The Generative CVAE detector trains a Conditional Variational Autoencoder (CVAE) on embeddings conditioned on a binary spurious attribute. It generates counterfactual embeddings by encoding with the original attribute and decoding with the flipped attribute, then measures how a probe classifier's predictions change.

What It Detects

  • Whether a spurious (group) attribute causally influences model predictions in embedding space.
  • Large probe prediction shifts after counterfactual attribute flipping indicate shortcut reliance.

How It Works

  1. Train CVAE: A conditional VAE learns to reconstruct embeddings conditioned on the binary group label (spurious attribute).
  2. Train Attribute Predictor: A small linear network learns to predict the group label from embeddings.
  3. Generate Counterfactuals: For each sample, encode with the original group label and decode with the flipped label. Latent guidance optimizes the counterfactual to actually flip the predicted attribute while staying close to the original embedding.
  4. Evaluate Probe Shift: A probe classifier (internal LogisticRegression or user-provided) scores both original and counterfactual embeddings. Large prediction shifts indicate the model relies on the spurious attribute.

Required Inputs

  • embeddings: np.ndarray (n, d) — representation space
  • group_labels: np.ndarray (n,) — binary spurious attribute labels (0/1)

Optional:

  • labels: np.ndarray (n,) — task labels (required for probe training; if omitted, detection is inconclusive)
  • probe_classifier: Pre-trained sklearn-like classifier or callable

Unified API Example

from shortcut_detect import ShortcutDetector

detector = ShortcutDetector(methods=["generative_cvae"])
detector.fit(embeddings=emb, labels=labels, group_labels=groups)

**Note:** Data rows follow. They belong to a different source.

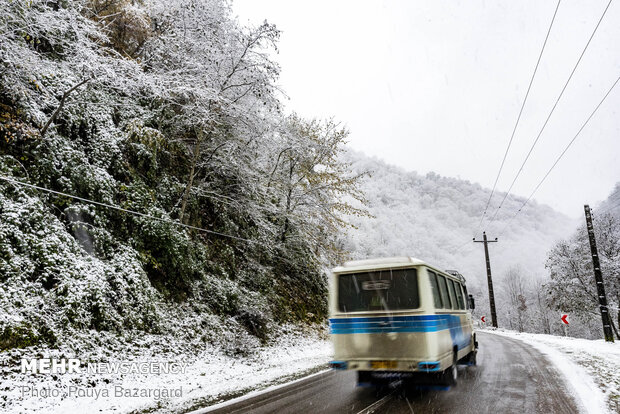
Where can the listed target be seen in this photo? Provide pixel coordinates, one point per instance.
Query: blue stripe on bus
(402, 324)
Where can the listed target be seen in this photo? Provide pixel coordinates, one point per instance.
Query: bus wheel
(472, 358)
(450, 375)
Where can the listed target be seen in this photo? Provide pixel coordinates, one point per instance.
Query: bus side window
(466, 297)
(459, 295)
(452, 294)
(435, 289)
(443, 289)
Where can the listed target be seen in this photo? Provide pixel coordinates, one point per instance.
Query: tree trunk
(190, 180)
(60, 105)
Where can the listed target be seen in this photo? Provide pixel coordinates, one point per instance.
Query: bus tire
(450, 375)
(472, 358)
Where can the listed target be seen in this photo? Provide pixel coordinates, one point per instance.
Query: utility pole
(598, 276)
(489, 280)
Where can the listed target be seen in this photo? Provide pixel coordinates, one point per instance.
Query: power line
(137, 213)
(552, 109)
(519, 116)
(562, 154)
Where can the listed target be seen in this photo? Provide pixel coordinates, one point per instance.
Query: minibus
(400, 318)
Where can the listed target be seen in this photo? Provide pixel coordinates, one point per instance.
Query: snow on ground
(209, 378)
(591, 368)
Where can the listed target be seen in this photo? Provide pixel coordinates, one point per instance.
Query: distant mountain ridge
(434, 218)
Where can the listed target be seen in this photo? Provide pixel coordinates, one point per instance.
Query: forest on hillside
(541, 264)
(150, 180)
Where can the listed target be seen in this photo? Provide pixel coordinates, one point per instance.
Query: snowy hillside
(435, 218)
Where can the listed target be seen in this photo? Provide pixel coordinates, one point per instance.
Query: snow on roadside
(207, 379)
(591, 367)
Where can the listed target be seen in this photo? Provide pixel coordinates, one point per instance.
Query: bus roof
(380, 263)
(390, 262)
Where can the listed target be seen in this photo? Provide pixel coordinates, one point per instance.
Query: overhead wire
(137, 213)
(514, 129)
(552, 110)
(561, 155)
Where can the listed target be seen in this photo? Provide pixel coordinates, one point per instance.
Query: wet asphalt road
(511, 377)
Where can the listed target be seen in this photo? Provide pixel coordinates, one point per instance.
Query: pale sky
(437, 86)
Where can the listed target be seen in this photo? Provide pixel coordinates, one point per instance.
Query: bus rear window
(381, 290)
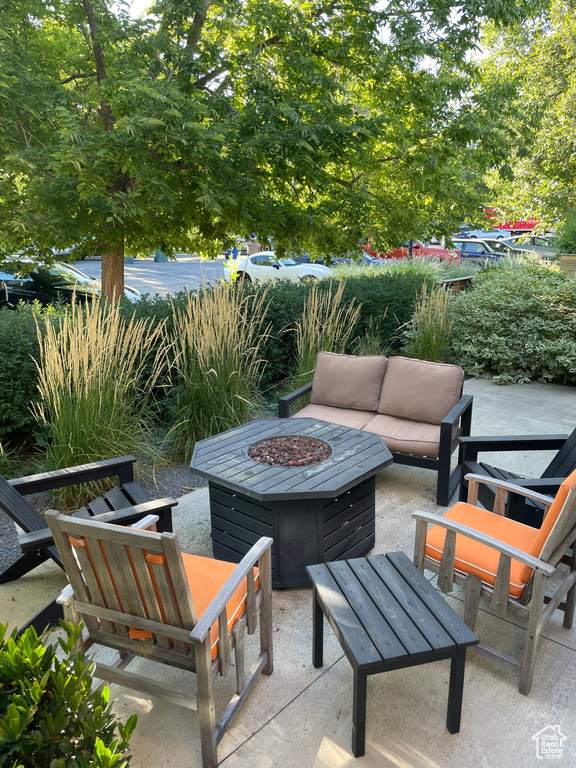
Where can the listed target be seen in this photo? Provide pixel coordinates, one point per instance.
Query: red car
(418, 249)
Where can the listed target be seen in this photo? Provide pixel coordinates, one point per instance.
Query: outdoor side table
(386, 615)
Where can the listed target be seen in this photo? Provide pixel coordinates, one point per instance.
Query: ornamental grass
(94, 397)
(218, 339)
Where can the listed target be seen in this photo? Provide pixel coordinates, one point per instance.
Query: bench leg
(317, 632)
(456, 689)
(25, 563)
(359, 714)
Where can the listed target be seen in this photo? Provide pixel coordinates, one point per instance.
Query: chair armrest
(506, 485)
(458, 410)
(284, 402)
(122, 467)
(489, 541)
(472, 446)
(211, 614)
(30, 542)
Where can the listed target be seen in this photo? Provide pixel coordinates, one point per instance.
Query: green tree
(536, 61)
(310, 122)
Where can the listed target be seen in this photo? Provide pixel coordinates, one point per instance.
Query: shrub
(517, 323)
(50, 719)
(325, 326)
(430, 330)
(93, 393)
(218, 363)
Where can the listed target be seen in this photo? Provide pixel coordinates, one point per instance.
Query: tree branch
(105, 110)
(78, 76)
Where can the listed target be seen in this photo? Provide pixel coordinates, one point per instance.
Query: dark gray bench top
(391, 617)
(356, 455)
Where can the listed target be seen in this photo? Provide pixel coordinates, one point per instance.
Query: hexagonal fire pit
(315, 513)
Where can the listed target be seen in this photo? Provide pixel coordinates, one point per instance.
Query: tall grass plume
(218, 363)
(430, 330)
(93, 395)
(326, 325)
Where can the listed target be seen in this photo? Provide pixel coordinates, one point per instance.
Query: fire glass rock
(290, 451)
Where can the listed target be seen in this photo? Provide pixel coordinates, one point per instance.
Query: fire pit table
(314, 512)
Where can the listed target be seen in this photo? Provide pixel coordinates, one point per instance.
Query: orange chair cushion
(553, 512)
(205, 578)
(473, 557)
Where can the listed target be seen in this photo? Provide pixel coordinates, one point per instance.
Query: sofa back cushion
(419, 390)
(348, 381)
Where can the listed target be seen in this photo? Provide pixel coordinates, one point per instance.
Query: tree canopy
(536, 61)
(311, 122)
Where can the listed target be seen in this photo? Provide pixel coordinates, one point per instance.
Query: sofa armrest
(284, 402)
(122, 468)
(457, 421)
(472, 446)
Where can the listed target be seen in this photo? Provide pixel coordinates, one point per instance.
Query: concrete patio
(300, 717)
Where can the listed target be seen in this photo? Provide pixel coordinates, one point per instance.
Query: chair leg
(25, 563)
(534, 629)
(265, 570)
(206, 711)
(571, 594)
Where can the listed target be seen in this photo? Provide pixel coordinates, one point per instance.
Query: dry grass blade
(218, 363)
(326, 326)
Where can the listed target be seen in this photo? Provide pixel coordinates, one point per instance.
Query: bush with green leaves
(49, 718)
(517, 323)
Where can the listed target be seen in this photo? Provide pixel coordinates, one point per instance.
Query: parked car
(419, 248)
(504, 247)
(476, 251)
(51, 283)
(544, 245)
(498, 234)
(265, 266)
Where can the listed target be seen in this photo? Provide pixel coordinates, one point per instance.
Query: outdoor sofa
(416, 406)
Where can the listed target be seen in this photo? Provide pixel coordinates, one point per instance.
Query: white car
(264, 266)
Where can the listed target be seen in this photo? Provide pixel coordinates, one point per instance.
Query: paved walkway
(300, 717)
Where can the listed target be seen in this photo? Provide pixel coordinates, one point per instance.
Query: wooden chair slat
(250, 603)
(446, 572)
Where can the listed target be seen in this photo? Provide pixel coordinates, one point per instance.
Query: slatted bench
(386, 616)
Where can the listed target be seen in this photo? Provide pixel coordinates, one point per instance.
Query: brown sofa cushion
(406, 436)
(348, 381)
(419, 390)
(347, 417)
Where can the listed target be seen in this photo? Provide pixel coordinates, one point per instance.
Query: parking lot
(163, 278)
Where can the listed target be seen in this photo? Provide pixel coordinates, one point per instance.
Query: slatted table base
(305, 531)
(386, 616)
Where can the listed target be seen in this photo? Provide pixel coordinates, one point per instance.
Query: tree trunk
(113, 272)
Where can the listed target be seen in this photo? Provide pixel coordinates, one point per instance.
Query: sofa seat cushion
(420, 390)
(347, 417)
(477, 558)
(348, 381)
(406, 436)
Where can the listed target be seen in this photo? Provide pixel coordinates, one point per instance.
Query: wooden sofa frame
(455, 424)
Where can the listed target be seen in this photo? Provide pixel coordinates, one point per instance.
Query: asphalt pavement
(147, 276)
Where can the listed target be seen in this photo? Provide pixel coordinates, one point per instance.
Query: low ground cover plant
(49, 718)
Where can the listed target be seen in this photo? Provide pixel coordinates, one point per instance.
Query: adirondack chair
(513, 563)
(123, 504)
(137, 593)
(525, 510)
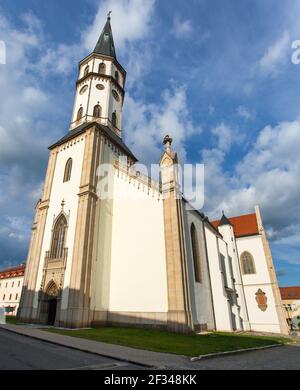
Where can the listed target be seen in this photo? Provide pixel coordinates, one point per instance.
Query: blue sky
(217, 75)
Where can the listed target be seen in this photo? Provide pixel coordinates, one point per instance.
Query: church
(145, 260)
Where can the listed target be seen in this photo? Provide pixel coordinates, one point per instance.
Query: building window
(97, 111)
(68, 170)
(86, 70)
(117, 76)
(80, 113)
(196, 254)
(58, 238)
(247, 262)
(102, 68)
(223, 270)
(114, 120)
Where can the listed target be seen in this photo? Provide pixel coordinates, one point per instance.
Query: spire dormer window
(102, 68)
(80, 113)
(117, 76)
(114, 119)
(68, 170)
(97, 113)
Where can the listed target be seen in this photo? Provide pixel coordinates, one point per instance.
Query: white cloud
(276, 55)
(182, 28)
(148, 124)
(245, 113)
(224, 137)
(268, 175)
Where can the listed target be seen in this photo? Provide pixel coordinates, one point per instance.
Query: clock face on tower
(83, 90)
(116, 95)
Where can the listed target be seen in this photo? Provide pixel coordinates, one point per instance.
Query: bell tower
(100, 86)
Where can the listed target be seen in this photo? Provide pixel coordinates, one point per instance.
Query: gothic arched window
(58, 238)
(97, 111)
(68, 170)
(247, 262)
(102, 68)
(117, 76)
(86, 70)
(196, 254)
(114, 119)
(80, 113)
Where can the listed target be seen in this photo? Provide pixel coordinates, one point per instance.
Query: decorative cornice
(104, 76)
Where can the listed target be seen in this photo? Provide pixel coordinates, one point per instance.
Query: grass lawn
(161, 341)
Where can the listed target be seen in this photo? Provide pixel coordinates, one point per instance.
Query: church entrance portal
(50, 302)
(52, 311)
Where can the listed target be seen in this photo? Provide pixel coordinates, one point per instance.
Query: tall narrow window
(80, 113)
(102, 68)
(58, 238)
(196, 254)
(68, 170)
(114, 120)
(97, 111)
(247, 262)
(86, 70)
(117, 76)
(223, 270)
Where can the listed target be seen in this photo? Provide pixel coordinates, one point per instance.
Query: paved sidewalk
(147, 358)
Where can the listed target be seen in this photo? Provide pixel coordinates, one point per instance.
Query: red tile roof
(244, 225)
(290, 292)
(13, 272)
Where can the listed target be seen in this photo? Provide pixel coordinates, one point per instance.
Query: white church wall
(138, 263)
(214, 245)
(259, 320)
(201, 295)
(101, 274)
(228, 236)
(67, 192)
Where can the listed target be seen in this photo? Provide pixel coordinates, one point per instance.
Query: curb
(80, 349)
(236, 352)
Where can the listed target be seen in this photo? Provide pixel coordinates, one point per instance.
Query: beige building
(291, 301)
(112, 246)
(11, 283)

result = detector.get_results()["generative_cvae"]
print(result["metrics"])
print(result["shortcut_detected"])

Direct API Example

from shortcut_detect.causal import GenerativeCVEDetector

detector = GenerativeCVEDetector(epochs=50, random_state=42)
detector.fit(embeddings, group_labels, labels)

print(detector.results_["shortcut_detected"])
print(detector.results_["metrics"])
print(detector.summary())

Key Metrics

Metric Description
mean_delta Mean probe prediction shift (original - counterfactual)
frac_large_change Fraction of samples with
mean_cosine_similarity Average cosine similarity between original and counterfactual embeddings
probe_accuracy Accuracy of the internal/external probe

Detection Rule

A shortcut is detected when both:

  • abs(mean_delta) > mean_delta_threshold (default: 1e-4)
  • frac_large_change > frac_large_threshold (default: 0.01)

Interpretation

  • High risk: Large prediction shifts indicate the model relies heavily on the spurious attribute.
  • Low risk: Minimal prediction shifts suggest the spurious attribute has little influence.
  • Unknown: No probe available (labels not provided).

Configuration

Parameter Default Description
epochs 50 CVAE training epochs
hidden 256 Hidden layer size
zdim 64 Latent dimension
guidance_steps 50 Latent optimization steps for counterfactual generation
guidance_weight 5.0 Weight for attribute-flip loss
proximity_weight 1.0 Weight for staying close to original embedding

Limitations

  • Requires binary group labels (0/1).
  • Detection thresholds are sensitive to dataset size and noise level.
  • CVAE quality depends on sufficient training data and appropriate hyperparameters.
  • Results can vary across random seeds, especially with small datasets.